Doesn't it? As per Wikipedia, having the index beyond the page boundary (e.g. beyond bit 12 for a 4KiB page) would require that bit to be both in the index and in the tag since they could be different in the case of VIPT. Also given spacial locality one could assume that consecutive cache lines to not be in the same set and thus the index bits to be the one just after the offset within a cache line. It should also be possible to construct a test that check that: if you make sure things would fit in terms of cache size you can check timing and determine if a cache line was overwritten or not due to associativity.

I might have got things wrong, I just thought about it quickly.

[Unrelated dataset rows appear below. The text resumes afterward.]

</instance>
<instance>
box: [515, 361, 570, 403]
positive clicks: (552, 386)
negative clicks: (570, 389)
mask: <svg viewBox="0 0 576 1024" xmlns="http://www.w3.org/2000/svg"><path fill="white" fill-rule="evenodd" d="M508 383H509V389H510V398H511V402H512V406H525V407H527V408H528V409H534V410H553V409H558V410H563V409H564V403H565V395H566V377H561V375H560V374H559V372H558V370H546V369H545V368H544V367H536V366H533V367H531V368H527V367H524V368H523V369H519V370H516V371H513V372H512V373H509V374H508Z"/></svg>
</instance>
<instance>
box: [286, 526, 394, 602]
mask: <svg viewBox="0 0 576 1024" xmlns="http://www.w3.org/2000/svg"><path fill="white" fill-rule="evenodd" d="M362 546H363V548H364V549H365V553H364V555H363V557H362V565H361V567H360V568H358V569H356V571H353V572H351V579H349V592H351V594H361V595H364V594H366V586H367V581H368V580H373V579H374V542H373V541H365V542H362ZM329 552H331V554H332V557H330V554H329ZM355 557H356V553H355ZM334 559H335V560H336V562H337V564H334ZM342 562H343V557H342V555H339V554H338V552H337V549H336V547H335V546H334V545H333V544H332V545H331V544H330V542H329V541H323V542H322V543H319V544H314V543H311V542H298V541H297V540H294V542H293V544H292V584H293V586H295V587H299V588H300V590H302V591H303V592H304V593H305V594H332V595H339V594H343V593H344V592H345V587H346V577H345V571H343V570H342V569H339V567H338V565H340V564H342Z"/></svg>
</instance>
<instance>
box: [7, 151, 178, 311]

It's also great to hear that there exists a performance-accurate CPU simulator. It would be great if it could be publicly available, easy to install and run, and free of any strings attached that would limit how I can use what I learn from it in open source contexts.

Sure.

bjacob commented 9 months ago

Right - this is one of the dimensions in which I was expecting it not to matter much - like you say, the next load isn't blocked on previous instructions - but in addition to this, I was also thinking that speculative execution should hit the first load well ahead of actual execution, making even the first load fast even if the data it's loading wasn't already in cache --- the cache miss would be experienced only by speculative execution, not by actual execution.

I don't follow, speculative execution exists because it speeds up code execution. If your speculative execution is waiting on a cache miss, you are not speculating something else (e.g. instructions using the result of that load) and your code ends up being slower (potentially as if you didn't have speculative execution for a short while).

Oh, that isn't what I was trying to say. Speculative execution doesn't wait on anything --- that's the point of speculative execution. On a cache miss, it just carries on without actual data, while initiating a cache refill in the background, so that hopefully the data will be in cache by the time actual execution needs it.

So I was just explaining another reason why this might not matter much. Not only, like you pointed out, subsequent loads are not blocked on the first load retiring, but also, the actual data movement from RAM is typically initiated earlier than even the first load in actual execution, it is typically initiated by speculative execution / hardware prefetching.

RoboTux commented 8 months ago

Oh, that isn't what I was trying to say. Speculative execution doesn't wait on anything --- that's the point of speculative execution. On a cache miss, it just carries on without actual data, while initiating a cache refill in the background, so that hopefully the data will be in cache by the time actual execution needs it.

Sure, but only if there is no data dependency. It's not possible to execute an instruction that use the result of a load as one of the operand if the load hasn't completed, unless you have value speculation as well. If there is a dependency, all speculation for things with a dependency on it will be stalled. At some point the buffer holding instructions with non ready operand might be full in which case I think no instruction can go down that unit even if all their operands are ready. That's only my understanding and I might be wrong.